Separate names with a comma.
Discussion in 'The Duck Hunters Forum' started by Tailfeathers, May 22, 2018.
Other than looks, how do they differ, both in nature and in how you hunt them?
Green-wings are smaller, more nimble and generally more available during our regular seasons, but I find the same tactics attract both species equally well.
Do you mix a spread or have them separate?
Teal aren’t too bright, we use any kind of hen decoys.
I generally use whatever I have at that point in time. They are not really "working" ducks. They are usually there or not. If they see your decoys they may come to them or not. To me they seem to always want to work the outside edge so if I am targeting them specifically as in the early season I keep my decoys closer to my blind / concealment. 10 -20 yds max.
For us in Illinois, bluewings are the first to arrive in September and the greenwings are typically some of the last ducks here. I have killed a lot of greenwings when there was ice on the lake. But like others have said, they are not too smart. Any old hen decoys and a robo of some sort works fine.
GW's are much more 'cold' hardy. I have shot them on iced over rivers. BW's, it seems, if there aren't any mosquitoes, there aren't any BW's.
When I use both, I scatter my teal decoys around my small pods of big ducks. Doubt it makes a lick of difference to the teal, but believe the size differences add to the illusion of life in the spread.
During our September blue-wing only season, I'm most inclined to use nothing but big duck decoys, simply because they're more visible to the teal.
Fwiw, I've found both teal species to be far more susceptible to calling than I once thought.
We have mostly gwt and cinns out this way (there are a handful of bwt around as well, but I’ve shot as many bwt as I’ve shot euro-wigeon)...

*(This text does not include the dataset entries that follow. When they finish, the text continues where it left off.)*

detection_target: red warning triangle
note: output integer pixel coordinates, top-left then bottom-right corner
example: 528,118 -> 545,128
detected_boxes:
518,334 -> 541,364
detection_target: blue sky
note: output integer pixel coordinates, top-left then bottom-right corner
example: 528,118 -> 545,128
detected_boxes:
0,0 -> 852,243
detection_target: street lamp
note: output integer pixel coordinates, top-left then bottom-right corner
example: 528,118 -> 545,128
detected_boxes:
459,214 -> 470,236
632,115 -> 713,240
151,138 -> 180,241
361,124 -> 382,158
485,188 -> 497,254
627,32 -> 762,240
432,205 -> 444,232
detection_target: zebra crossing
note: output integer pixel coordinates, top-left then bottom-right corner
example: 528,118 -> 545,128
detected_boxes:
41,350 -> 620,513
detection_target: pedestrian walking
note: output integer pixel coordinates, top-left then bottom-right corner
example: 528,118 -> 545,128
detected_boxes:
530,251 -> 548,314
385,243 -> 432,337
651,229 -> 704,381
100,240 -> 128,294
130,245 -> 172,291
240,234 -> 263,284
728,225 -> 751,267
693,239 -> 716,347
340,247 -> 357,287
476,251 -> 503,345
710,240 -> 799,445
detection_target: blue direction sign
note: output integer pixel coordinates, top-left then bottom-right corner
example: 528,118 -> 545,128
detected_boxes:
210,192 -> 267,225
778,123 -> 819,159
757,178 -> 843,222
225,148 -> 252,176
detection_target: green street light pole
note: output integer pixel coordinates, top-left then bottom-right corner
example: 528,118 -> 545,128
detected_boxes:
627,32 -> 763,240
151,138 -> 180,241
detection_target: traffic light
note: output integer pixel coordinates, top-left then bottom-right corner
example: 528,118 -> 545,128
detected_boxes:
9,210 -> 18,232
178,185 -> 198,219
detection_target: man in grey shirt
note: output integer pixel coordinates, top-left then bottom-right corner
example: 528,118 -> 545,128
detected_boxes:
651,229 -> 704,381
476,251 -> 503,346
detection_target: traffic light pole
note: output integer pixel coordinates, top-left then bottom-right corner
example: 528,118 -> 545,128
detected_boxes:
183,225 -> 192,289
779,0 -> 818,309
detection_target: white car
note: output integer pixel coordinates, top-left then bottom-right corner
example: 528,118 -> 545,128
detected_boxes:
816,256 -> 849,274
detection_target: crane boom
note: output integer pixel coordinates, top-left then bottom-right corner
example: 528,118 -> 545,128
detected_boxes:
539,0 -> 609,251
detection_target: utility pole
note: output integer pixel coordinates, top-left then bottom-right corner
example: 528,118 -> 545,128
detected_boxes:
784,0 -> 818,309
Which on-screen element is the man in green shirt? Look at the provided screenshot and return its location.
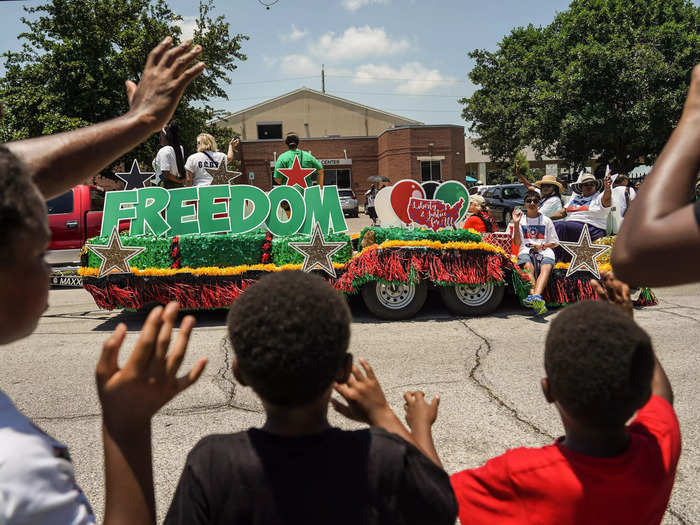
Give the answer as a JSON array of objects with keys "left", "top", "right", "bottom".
[{"left": 274, "top": 133, "right": 323, "bottom": 189}]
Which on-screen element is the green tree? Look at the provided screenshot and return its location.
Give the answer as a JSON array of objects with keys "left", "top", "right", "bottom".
[
  {"left": 461, "top": 0, "right": 700, "bottom": 171},
  {"left": 0, "top": 0, "right": 248, "bottom": 176}
]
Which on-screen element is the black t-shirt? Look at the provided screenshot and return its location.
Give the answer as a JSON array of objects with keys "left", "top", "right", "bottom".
[{"left": 165, "top": 428, "right": 457, "bottom": 525}]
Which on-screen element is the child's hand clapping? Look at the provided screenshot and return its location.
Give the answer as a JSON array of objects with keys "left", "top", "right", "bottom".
[
  {"left": 331, "top": 359, "right": 393, "bottom": 425},
  {"left": 403, "top": 390, "right": 440, "bottom": 431}
]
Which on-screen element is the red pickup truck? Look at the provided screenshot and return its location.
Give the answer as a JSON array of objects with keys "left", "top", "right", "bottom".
[{"left": 46, "top": 185, "right": 129, "bottom": 286}]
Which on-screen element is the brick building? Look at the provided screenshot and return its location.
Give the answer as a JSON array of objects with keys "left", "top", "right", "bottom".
[{"left": 239, "top": 125, "right": 464, "bottom": 202}]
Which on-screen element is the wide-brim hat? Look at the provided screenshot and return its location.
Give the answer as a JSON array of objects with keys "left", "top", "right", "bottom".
[
  {"left": 535, "top": 175, "right": 564, "bottom": 191},
  {"left": 571, "top": 173, "right": 603, "bottom": 193}
]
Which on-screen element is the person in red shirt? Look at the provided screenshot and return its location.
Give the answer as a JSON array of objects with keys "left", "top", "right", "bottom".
[
  {"left": 462, "top": 195, "right": 498, "bottom": 233},
  {"left": 405, "top": 275, "right": 681, "bottom": 525}
]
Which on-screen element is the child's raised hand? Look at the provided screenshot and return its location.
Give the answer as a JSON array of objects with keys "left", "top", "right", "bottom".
[
  {"left": 591, "top": 272, "right": 634, "bottom": 317},
  {"left": 95, "top": 303, "right": 207, "bottom": 437},
  {"left": 331, "top": 359, "right": 393, "bottom": 425},
  {"left": 403, "top": 390, "right": 440, "bottom": 431}
]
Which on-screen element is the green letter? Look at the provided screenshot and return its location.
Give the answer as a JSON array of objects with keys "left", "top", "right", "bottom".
[
  {"left": 197, "top": 185, "right": 231, "bottom": 233},
  {"left": 165, "top": 186, "right": 199, "bottom": 233},
  {"left": 229, "top": 184, "right": 270, "bottom": 233},
  {"left": 100, "top": 190, "right": 138, "bottom": 236},
  {"left": 301, "top": 186, "right": 348, "bottom": 235},
  {"left": 267, "top": 186, "right": 306, "bottom": 235},
  {"left": 129, "top": 186, "right": 170, "bottom": 237}
]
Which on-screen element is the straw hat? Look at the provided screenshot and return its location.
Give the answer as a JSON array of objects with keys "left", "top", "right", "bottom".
[
  {"left": 535, "top": 175, "right": 564, "bottom": 191},
  {"left": 571, "top": 173, "right": 603, "bottom": 193}
]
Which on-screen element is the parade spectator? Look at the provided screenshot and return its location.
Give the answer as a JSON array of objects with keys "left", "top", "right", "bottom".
[
  {"left": 550, "top": 173, "right": 612, "bottom": 242},
  {"left": 274, "top": 132, "right": 323, "bottom": 188},
  {"left": 405, "top": 294, "right": 681, "bottom": 525},
  {"left": 513, "top": 190, "right": 559, "bottom": 315},
  {"left": 153, "top": 120, "right": 185, "bottom": 189},
  {"left": 518, "top": 175, "right": 564, "bottom": 218},
  {"left": 185, "top": 133, "right": 227, "bottom": 186},
  {"left": 612, "top": 64, "right": 700, "bottom": 286},
  {"left": 0, "top": 37, "right": 204, "bottom": 525},
  {"left": 165, "top": 271, "right": 457, "bottom": 525},
  {"left": 365, "top": 184, "right": 377, "bottom": 226},
  {"left": 462, "top": 195, "right": 498, "bottom": 233}
]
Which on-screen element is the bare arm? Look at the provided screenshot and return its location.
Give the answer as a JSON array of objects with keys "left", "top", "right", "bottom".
[
  {"left": 591, "top": 272, "right": 673, "bottom": 404},
  {"left": 612, "top": 65, "right": 700, "bottom": 286},
  {"left": 226, "top": 138, "right": 241, "bottom": 166},
  {"left": 95, "top": 303, "right": 206, "bottom": 525},
  {"left": 6, "top": 37, "right": 204, "bottom": 199}
]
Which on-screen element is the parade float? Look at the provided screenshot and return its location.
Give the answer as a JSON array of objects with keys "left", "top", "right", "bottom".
[{"left": 79, "top": 162, "right": 654, "bottom": 320}]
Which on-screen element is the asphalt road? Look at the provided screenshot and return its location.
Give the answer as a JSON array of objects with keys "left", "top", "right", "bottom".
[{"left": 0, "top": 276, "right": 700, "bottom": 524}]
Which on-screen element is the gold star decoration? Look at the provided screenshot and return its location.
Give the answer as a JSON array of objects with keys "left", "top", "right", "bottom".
[
  {"left": 204, "top": 159, "right": 241, "bottom": 186},
  {"left": 86, "top": 227, "right": 146, "bottom": 278},
  {"left": 559, "top": 225, "right": 610, "bottom": 279},
  {"left": 289, "top": 222, "right": 346, "bottom": 278}
]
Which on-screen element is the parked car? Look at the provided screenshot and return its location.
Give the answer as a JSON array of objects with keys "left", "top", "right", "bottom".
[
  {"left": 46, "top": 185, "right": 129, "bottom": 286},
  {"left": 482, "top": 184, "right": 527, "bottom": 226},
  {"left": 338, "top": 189, "right": 360, "bottom": 217}
]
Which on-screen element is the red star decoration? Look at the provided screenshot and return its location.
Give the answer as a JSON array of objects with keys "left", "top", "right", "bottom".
[{"left": 277, "top": 156, "right": 316, "bottom": 188}]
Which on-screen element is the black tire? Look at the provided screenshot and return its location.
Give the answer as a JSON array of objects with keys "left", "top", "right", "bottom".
[
  {"left": 361, "top": 281, "right": 428, "bottom": 321},
  {"left": 440, "top": 284, "right": 506, "bottom": 317}
]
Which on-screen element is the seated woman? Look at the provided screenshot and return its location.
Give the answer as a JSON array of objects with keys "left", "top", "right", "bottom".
[
  {"left": 462, "top": 194, "right": 498, "bottom": 233},
  {"left": 550, "top": 173, "right": 612, "bottom": 242},
  {"left": 513, "top": 190, "right": 559, "bottom": 314},
  {"left": 518, "top": 175, "right": 564, "bottom": 217}
]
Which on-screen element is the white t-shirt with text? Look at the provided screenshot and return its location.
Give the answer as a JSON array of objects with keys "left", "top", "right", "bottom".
[
  {"left": 518, "top": 213, "right": 559, "bottom": 259},
  {"left": 562, "top": 192, "right": 610, "bottom": 230},
  {"left": 185, "top": 151, "right": 226, "bottom": 186},
  {"left": 0, "top": 391, "right": 95, "bottom": 525}
]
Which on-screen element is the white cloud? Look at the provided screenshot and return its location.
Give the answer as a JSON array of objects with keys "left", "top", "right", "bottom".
[
  {"left": 309, "top": 26, "right": 410, "bottom": 62},
  {"left": 279, "top": 24, "right": 309, "bottom": 42},
  {"left": 280, "top": 55, "right": 321, "bottom": 79},
  {"left": 353, "top": 62, "right": 457, "bottom": 95},
  {"left": 179, "top": 16, "right": 197, "bottom": 40},
  {"left": 343, "top": 0, "right": 389, "bottom": 11}
]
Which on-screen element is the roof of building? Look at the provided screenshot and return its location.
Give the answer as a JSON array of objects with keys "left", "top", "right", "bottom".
[{"left": 212, "top": 87, "right": 423, "bottom": 124}]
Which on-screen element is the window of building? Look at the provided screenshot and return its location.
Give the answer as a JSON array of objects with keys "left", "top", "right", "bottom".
[
  {"left": 258, "top": 122, "right": 282, "bottom": 139},
  {"left": 323, "top": 169, "right": 352, "bottom": 188},
  {"left": 420, "top": 160, "right": 442, "bottom": 182}
]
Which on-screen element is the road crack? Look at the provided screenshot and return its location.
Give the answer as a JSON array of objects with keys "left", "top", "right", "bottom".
[{"left": 459, "top": 319, "right": 556, "bottom": 441}]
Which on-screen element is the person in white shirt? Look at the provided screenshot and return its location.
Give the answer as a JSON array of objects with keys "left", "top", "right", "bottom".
[
  {"left": 513, "top": 190, "right": 559, "bottom": 314},
  {"left": 185, "top": 133, "right": 238, "bottom": 186},
  {"left": 153, "top": 120, "right": 185, "bottom": 189},
  {"left": 550, "top": 173, "right": 612, "bottom": 242}
]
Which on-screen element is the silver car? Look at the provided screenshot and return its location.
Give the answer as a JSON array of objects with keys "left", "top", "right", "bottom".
[{"left": 338, "top": 189, "right": 360, "bottom": 217}]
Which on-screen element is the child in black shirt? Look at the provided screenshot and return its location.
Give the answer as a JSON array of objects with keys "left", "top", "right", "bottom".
[{"left": 165, "top": 272, "right": 457, "bottom": 525}]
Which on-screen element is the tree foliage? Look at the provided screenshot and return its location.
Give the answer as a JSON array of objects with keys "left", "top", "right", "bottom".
[
  {"left": 461, "top": 0, "right": 700, "bottom": 171},
  {"left": 0, "top": 0, "right": 248, "bottom": 176}
]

I’ll mix a few teal decoys in with the big duck decoys, but for the most part, I segregate the teal and generally keep them closer to the blind. I’ve found that teal will key in on the teal decoys and try to land right there with them (at least the gwt will). Put the teal decoys just down wind of the blind and when a ball of them comes in “stand them up” and it will be like a game of duck hunt on the old Nintendo. If you and whoever you are with are decent shots and stick to your shooting lanes, 2-3 birds on the water per gun on a volley should be the norm.
As far as calling goes... I can’t say much regarding bwt, but gwt respond exceptionally well to calling, even very large groups. One trick that I’ve learned is that gwt seem to suffer from ADD, so once you have their attention, do not stop calling until you are ready to shoot, because if you lay off the call, more often than not, they will turn and either keep flying or land outside of the spread. Most of the time, my teal whistle is still in my mouth when I’m pulling the trigger. A lot of guys around here like the wingsetter whistle for gwt (it works great), but it requires that you cover one of the holes with your finger to operate it, so I use a megaphone type whistle because it doesn’t require any fingers to blow, not to mention it is louder and the sound can be focused in the direction that you want it (which is important if you are trying to get the attention of a ball of teal off in the distance).
They taste about the same--delicious!
We get bw's early too; they will respond to a call but will also just appear out of nowhere. I like to keep the dekes rather close as well; as someone said they like to skirt the spread.